'Be anxious for nothing..." ~Philippians 4:6

Saturday, December 12, 2020

QUARANTINE LIFE: SERVICE


There are those who are proving greater effectiveness, competence, scholarship, stewardship, leadership, and authenticity during this time, and it’s wonderful. Leaders are emerging. In the absence of weekly in-person convocations, there are those who can just take a seat (like Jesus did) and minister effectively. Their teaching is solid; inspired; intelligent; sober; substantive. When they’re not online, they’re serving their communities; orchestrating consistent  efforts for people to be housed, clothed, counseled, and fed. They’ve realized that this is a time to put into action everything about service that they’ve ever learned. They’re finding that giving has increased, too. 

Others, however, are proving that theirs was a mere hustle; a side gig. Sunday was their day to be on; to perform; to gain praise; to be important; to be seen; to enrich themselves. They’ve spent so much time directing, moving, controlling, and pushing their small, warped, denominationally limited idea of God— a god that preferred them, their voices, their habits, their slogans, and fell in line with their self-serving programs, that they persist in providing superficial virtual presentations. Playing at, and trying to replicate “church” is a mistake that’s painful to watch. The hollering, cliches, and ridiculous prayers are comical. They’re proving that they needed the crowd and the building to be effective. Without it, the show is over.

Miss ‘Rona is greatly interfering with, and exposing the hustle. Consumer’s eyes and ears are opening, and the smoke and mirrors they once flocked to, and called “service”, is now showing it’s true self. There’s no busyness to hide behind, and all that remains for some are empty barns, tacky background graphics, and unreliable audio. 

Many are proving by their substance-deprived, pitiful virtual offerings, that they never really knew, or cared to know God. Being still—and being filled—and keeping people safe aren’t priorities. They have to appear spiritual; they have to gather in spite of the pandemic and show everyone how faithful and unafraid they are, even as the news daily reports deaths that are the direct results of flaunting guidelines. 

Many are demonstrating that they only knew how to DO church, and feel they have no purpose, credibility or identity without carrying on the show. It’s essential to their bank accounts.  They have to convince themselves that their god needs, and requires the show and you do, too. To sit still and actually hear Him— HIS agenda, what HE likes, wants, and doesn’t find the least bit praiseworthy or necessary — would be devastating. To actually BE the church would be too much work.

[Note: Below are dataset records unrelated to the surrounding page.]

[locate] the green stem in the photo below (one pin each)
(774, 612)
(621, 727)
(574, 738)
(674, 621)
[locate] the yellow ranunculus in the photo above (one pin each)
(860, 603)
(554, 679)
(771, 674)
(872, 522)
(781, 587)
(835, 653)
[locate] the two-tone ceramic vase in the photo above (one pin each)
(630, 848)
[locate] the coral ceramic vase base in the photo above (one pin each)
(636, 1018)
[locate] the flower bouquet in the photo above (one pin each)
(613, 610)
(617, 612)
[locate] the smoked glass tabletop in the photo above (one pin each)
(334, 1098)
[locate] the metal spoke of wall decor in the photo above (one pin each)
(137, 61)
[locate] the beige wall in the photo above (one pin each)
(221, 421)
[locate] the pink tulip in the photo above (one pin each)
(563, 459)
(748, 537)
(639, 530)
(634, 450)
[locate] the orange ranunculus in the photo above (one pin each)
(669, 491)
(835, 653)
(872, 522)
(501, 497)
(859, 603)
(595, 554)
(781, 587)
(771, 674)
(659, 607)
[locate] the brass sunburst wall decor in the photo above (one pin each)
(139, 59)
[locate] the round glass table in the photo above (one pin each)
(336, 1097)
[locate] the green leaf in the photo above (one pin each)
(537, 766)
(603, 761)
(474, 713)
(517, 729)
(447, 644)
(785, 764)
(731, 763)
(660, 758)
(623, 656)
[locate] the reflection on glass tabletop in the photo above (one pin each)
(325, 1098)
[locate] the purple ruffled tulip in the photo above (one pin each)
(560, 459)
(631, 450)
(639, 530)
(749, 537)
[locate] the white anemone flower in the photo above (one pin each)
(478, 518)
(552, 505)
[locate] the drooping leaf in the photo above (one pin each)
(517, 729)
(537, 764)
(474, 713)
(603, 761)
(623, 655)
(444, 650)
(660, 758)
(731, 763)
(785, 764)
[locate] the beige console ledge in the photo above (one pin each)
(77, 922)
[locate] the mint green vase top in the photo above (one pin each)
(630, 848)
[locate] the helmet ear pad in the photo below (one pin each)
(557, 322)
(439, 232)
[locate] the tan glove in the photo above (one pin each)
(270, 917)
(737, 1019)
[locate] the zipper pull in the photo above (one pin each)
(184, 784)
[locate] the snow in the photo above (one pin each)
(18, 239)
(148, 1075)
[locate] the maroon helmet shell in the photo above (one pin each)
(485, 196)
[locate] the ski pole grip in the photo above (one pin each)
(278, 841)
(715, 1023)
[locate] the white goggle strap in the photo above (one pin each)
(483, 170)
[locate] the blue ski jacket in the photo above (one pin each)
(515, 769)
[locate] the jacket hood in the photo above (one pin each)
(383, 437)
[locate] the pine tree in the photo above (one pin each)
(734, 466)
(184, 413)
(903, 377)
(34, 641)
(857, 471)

Showmanship is their calling, attention is their goal, not service. 

These days, excellence—not titles, friendship, habit, or tradition— is the cost of serious viewership and patronage.  Everything else is a joke. It is too easy to take one’s business or attention  elsewhere without being noticed. It takes no time at all to tune in to what, and who is going above and beyond expectations; who has worked out the kinks, figured out glitches, mastered and invested in technology; and is valuing the time, tastes, resources, needs, intelligence, and hearts of consumers by delivering a premium product. Expectations have been heightened. Details are being noticed. Gone are the days of being bullied or guilted into participation. Mediocrity, desperation, and incompetence don’t stand a chance. With one swipe or click, substance can be found, and hot air can be silenced. 

Many have had nine months to quietly, and with clearer eyes, examine what, and who they have been following and supporting, and have concluded that, in some cases, it wasn’t as good, beneficial, authentic, or as necessary as they’d thought. 

People have options. Obligations have shifted. Expertise reigns. Information has eclipsed noise. Keeping people engaged demands skill, competence, honesty, knowledge, caring, consistency and truth. Unfortunately, many are still in pre-pandemic hustle mode; they’re still trying to get over; still grandstanding; still playing at entrepreneurship and leadership; still playing ringmaster and trying to keep the circus going in empty tents. They haven’t made adjustments. They haven’t examined what they’re offering to see, or care if it’s actually GOOD, but expect others to overlook glaring, fixable faults, and consume/support anyway for old time’s sake.